Butler pulled the band together over the last few years, after arriving in Montreal as a student. Looking for a roommate, he found bassist Richard Reed Parry. They started writing songs, and Parry brought in a guitarist he used to play with, Tim Kingsbury. Butler persuaded Montreal keyboardist and singer Regine Chassagne to join. She would eventually marry him. And Butler's younger brother, Will, is cutting college for a while to help out wherever he's needed.
A drummer and two violinists round out the group. The result is a full, diverse sound that can be both raucous and delicate, often in the very same song. But the raucous tends to dominate the band's live shows, in a very good way.
At one point during Sunday's concert, Will Butler was drumming on a cymbal so hard it fell from its stand. He picked it up, held it in the air and kept playing. Showing a flair for improvisation, he also banged the stand against the balcony. (At a show in New York last fall, he was reportedly gently reprimanded for playing percussion on an invaluable poster.)

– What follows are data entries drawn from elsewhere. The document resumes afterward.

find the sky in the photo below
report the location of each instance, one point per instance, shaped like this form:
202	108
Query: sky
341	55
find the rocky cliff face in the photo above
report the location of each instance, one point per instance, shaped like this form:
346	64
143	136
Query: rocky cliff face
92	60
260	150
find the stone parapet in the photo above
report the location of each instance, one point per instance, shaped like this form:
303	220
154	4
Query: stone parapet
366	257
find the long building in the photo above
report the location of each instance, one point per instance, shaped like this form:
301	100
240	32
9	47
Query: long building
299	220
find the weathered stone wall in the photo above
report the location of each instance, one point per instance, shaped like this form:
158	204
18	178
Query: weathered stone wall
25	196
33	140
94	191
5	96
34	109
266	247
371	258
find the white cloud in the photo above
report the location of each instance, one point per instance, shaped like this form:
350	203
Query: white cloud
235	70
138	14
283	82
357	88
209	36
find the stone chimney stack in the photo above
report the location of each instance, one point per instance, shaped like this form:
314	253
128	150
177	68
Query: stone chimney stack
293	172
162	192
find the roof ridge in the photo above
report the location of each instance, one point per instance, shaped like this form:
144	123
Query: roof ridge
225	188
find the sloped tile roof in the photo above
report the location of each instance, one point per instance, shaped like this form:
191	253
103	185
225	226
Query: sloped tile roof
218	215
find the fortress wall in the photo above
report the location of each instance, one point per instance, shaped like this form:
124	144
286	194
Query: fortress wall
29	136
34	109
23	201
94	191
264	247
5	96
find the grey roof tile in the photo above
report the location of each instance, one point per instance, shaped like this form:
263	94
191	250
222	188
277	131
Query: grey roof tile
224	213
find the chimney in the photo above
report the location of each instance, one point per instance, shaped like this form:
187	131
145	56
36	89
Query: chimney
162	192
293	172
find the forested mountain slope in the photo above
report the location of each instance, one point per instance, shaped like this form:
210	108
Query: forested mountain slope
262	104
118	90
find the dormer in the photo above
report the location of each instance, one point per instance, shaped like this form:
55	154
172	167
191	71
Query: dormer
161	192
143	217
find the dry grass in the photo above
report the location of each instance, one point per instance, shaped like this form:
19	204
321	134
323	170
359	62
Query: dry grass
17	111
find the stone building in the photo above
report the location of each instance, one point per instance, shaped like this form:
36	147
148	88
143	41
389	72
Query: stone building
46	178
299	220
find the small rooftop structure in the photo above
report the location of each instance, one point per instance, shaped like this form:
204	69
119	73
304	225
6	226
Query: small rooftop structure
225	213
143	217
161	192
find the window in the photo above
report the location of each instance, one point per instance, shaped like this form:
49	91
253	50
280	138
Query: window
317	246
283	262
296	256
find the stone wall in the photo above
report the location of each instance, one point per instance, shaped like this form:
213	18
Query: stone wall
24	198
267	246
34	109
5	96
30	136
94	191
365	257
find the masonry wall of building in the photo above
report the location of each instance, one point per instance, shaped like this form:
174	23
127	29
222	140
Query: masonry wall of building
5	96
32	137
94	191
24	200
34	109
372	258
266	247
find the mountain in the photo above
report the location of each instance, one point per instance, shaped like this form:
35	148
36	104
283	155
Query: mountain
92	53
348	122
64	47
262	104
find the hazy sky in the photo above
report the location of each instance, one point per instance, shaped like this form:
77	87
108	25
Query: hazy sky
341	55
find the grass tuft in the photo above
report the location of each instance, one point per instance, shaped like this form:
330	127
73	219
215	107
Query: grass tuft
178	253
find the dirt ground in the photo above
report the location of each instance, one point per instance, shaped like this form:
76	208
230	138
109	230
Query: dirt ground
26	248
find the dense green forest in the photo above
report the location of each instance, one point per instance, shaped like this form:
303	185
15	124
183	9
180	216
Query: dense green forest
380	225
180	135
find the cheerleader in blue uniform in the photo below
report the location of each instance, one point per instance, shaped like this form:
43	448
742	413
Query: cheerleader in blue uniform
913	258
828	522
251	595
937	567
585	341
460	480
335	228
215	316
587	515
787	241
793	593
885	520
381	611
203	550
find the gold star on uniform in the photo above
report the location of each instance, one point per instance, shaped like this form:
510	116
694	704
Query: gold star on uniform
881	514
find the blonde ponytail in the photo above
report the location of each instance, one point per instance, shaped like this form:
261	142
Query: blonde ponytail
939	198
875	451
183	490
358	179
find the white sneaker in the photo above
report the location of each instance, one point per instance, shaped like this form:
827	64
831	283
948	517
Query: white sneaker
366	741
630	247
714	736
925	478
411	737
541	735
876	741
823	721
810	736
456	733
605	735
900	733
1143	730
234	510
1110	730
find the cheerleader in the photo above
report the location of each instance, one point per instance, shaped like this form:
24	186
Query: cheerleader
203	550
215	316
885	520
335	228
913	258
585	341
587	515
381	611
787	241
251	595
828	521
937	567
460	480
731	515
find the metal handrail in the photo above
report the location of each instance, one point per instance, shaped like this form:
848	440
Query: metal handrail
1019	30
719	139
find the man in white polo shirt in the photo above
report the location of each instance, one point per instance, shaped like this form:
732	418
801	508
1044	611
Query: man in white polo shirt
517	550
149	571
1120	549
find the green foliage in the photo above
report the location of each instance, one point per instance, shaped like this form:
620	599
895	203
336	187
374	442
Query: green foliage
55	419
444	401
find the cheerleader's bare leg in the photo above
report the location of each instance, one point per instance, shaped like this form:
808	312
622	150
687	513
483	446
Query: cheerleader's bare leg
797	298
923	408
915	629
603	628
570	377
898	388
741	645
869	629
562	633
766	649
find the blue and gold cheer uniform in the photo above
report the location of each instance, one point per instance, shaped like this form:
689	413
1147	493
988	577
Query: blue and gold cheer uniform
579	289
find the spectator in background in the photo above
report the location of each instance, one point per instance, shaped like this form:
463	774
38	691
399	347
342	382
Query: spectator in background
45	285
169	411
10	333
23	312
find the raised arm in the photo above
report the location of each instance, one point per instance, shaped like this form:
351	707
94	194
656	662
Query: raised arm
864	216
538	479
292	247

Parry, who joined Will Butler in banging on speakers, the balcony and motorcycle helmets at the Washington concert, said in an interview last week that the band doesn't think much of its current buzz-band status in indie-rock circles.

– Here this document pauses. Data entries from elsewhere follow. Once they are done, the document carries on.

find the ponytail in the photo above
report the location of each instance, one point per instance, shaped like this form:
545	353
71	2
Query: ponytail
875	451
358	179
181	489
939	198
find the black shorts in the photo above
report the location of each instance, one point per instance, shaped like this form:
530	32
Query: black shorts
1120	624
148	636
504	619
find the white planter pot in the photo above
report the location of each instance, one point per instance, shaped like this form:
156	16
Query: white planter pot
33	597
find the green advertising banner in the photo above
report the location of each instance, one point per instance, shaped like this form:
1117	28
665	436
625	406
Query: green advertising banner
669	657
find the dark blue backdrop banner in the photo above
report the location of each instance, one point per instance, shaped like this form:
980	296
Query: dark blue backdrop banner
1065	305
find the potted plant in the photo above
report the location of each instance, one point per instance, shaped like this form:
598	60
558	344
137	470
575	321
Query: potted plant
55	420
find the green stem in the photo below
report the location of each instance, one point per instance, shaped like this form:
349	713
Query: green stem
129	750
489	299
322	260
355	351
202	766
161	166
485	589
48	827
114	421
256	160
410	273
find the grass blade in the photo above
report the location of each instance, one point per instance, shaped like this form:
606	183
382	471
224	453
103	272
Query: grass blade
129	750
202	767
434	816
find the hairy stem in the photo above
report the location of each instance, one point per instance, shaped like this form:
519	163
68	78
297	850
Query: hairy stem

"I don't feel like it really matters. It's not something you can trust, but I feel confident people like us for what we are," he said. "It's not like our goal was ever to be on magazine covers and then give up."
He's also not concerned about what happens when the buzz moves on: "Enough of the people coming to see us are coming because they really like the album and they like the live show, and I think that will last. I don't feel worried about the lack of longevity that comes with being the band of the moment."
Before the Sunday-night show, a fan gave him a T-shirt that showed the word Afghanistan with an X through it, the word Iraq with an X through it, and the word Canada. Win Butler, who was raised in Texas, joked he was a spy sent to infiltrate the Montreal music scene.
"You guys trusted me," he said to his bandmates. Tim Kingsbury responded, "But you brought us fame and fortune."
The band's 90-minute set Sunday ended with a three-song encore, including one song dedicated to Butler's parents, who drove down from Maine to see the show. It would have been worth it to drive from California to see this show -- a thrilling reminder of the life-affirming value of music.
At the end of the final song, Butler led the band onto the floor of the club, instruments still in hand, wet hair pasted to sweaty foreheads, as the enraptured crowd parted to make way while clapping in time to the music. Butler led his band up to the balcony next and held his guitar high, lingering for a second before waving a final salute.
It seemed the band, as much as the audience, was hoping this show would never end.
The Arcade Fire
What: Appearing on Late Night with Conan O'Brien
When: Tonight, 12:35 a.m.
Where: NBC, Channel 11
Who: A Montreal-based rock band whose debut album, Funeral, is about overcoming the loss of loved ones to find redemption and renewal.